3. I have started to distance myself from my friends because I feel like this is a conclusion and a place I need to get to on my own. I cannot keep burdening them. I have to find happiness for myself on my own. I think they have helped me enough. My sadness cannot bring them down any longer.
1. I am so angry at my ex today. I don’t know why. I have this overwhelming anger towards him today, almost resembling hate. This is the most angry I have been at him in all the months since our breakup. I just yelled and threw things and then broke down and cried. I guess this is a part of the healing too?
2. I have been really down on myself lately. I feel like the biggest failure in the world. I don’t know if I’m doing okay or if I’m moving forward. I don’t know the difference between happy and sad anymore. I’m just angry but also very upset.
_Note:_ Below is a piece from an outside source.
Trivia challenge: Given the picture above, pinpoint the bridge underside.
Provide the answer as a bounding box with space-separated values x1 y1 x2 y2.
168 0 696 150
3. My head is a very sad world to live in these days. Imagine living in a mental world where you could feel and accept the love given to you? Imagine. I have lost so much of myself in losing him and how sad of a world is that to live in?
1. I’m on my way to see my friends new house. I’m super excited for her and I’m glad that I’m able to see it! I love when my friends accomplish new and amazing things.
2. I got depressed thinking about him for 2 hours today. I have realized that I have accepted the break up and accepted that he’s gone, but the pain of his words and the event still plagues me until this day. It’s horrible to say the least but I will be okay.
3. I realized yesterday that it doesn’t matter if he’s doing great in life right now or that his girlfriend is a 10, he didn’t treat me well and I need to focus on the fact that I deserve better too. There was some one better for him and there will be someone better for me too.